На какое-то время журналист притих, и Рейнхардта это более чем устраивало. Пока Хаузер молчал, его меньше хотелось убить. Если бы он понял это раньше и вообще не раскрывал рта, то и без их знакомства можно было бы прекрасно обойтись. Увы, сослагательного наклонения реальность не терпит.
Когда Каспар снова подал голос, его тон заметно изменился. «Хорошо бы он все это время размышлял о жизни и смерти», – подумал Рейнхардт, через зеркало заднего вида бросив взгляд на побледневшее лицо журналиста. Некоторым людям очень полезно ежедневно вспоминать о смерти.
К тому моменту, как телеведущий задал следующий вопрос, они приближались к концу Берлинер штрассе. Майор выдержал паузу. Торопиться теперь уже было некуда.
– Скоро увидите, – пообещал он, вместо того чтобы дать журналисту ответ по существу вопроса, наконец-то совсем не похожего на ту воодушевленную жаждой правды словесную бомбардировку, которой Хаузер пытался воздействовать на него до сих пор.
Примерно догадываясь, как должен чувствовать себя человек, без его согласия перемещаемый неизвестно куда в машине офицера Гемайншафт, Рейнхардт нарочно выбрал не самую короткую дорогу. Время терпело все. Через зеркало Рудольф видел, как его пассажир цепляется взглядом за вывески мелькающих за окном магазинов, пытаясь определить, куда его везут. Должно быть, уже догадался, что не в лес и не на свалку. Но поближе к центру Берлина тоже есть масса славных мест.
– Видите ли, герр Хаузер, наш мир устроен так, что каждому даются права, соразмерные его обязанностям. Поэтому когда человек начинает своими обязанностями пренебрегать – неважно, по злому ли умыслу или просто оступившись и сбившись с пути – его права тут же начинают сообразно сокращаться. В некоторых случаях их можно восстановить в прежнем объеме – если человек готов вернуться к исправному исполнению своих обязанностей, разумеется. Если же он продолжает упорствовать, то тем самым наносит вред не только другим, но и самому себе. Другим – потому что его обязанности некому исполнять. Но это вопрос решаемый, незаменимых нет. Себе – потому что его права в этом случае продолжают сокращаться до тех пор, пока не выйдет последнее – право на воздух. И вот к этому моменту поделать уже ничего бывает нельзя.

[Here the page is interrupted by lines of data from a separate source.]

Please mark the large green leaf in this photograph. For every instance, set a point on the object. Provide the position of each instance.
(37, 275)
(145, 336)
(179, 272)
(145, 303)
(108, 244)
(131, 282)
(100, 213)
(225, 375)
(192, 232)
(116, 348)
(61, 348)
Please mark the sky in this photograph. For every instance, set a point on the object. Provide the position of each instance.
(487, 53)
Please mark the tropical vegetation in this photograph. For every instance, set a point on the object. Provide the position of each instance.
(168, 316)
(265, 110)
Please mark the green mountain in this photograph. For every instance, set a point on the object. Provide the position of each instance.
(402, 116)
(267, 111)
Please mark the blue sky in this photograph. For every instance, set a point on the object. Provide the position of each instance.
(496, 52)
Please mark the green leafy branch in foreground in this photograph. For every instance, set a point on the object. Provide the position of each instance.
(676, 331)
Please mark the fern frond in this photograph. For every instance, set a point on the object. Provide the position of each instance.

Ехать по городу ночью было приятно. При свете дня Берлин казался совсем другим – причесанным, официальным и застегнутым на все пуговицы. Ночью контуры и границы стирались, зато контрасты становились ярче, краски насыщеннее, а ветер пьянее. И чего только не надувал порой этот ветер.
– Ваша проблема в том, что вы заблудились, герр Хаузер. Вы ищете истину в чулане без света. Однако истина не прячется в чулане, а ее поиски не ваша обязанность. Вы выбрали неверный путь, и в результате ваши права начали стремительно сокращаться. Тем не менее, для вас все еще может закончиться благополучно, если вы поймете одну простую истину: поиск виновных – наша работа; ваша работа – рассказать о них обществу после того, как мы выполним свою.
На следующие несколько секунд Рудольф погрузился в молчание. Машина как раз входила в поворот; отсюда было уже недалеко.
– Я указал вам два пути. Какой из них выбрать – решение за вами. И принять его нужно прямо сейчас.
До чего все-таки омерзительно, когда твой последний шанс выспаться оказывается в руках упертого умника, жаждущего пострадать за правду.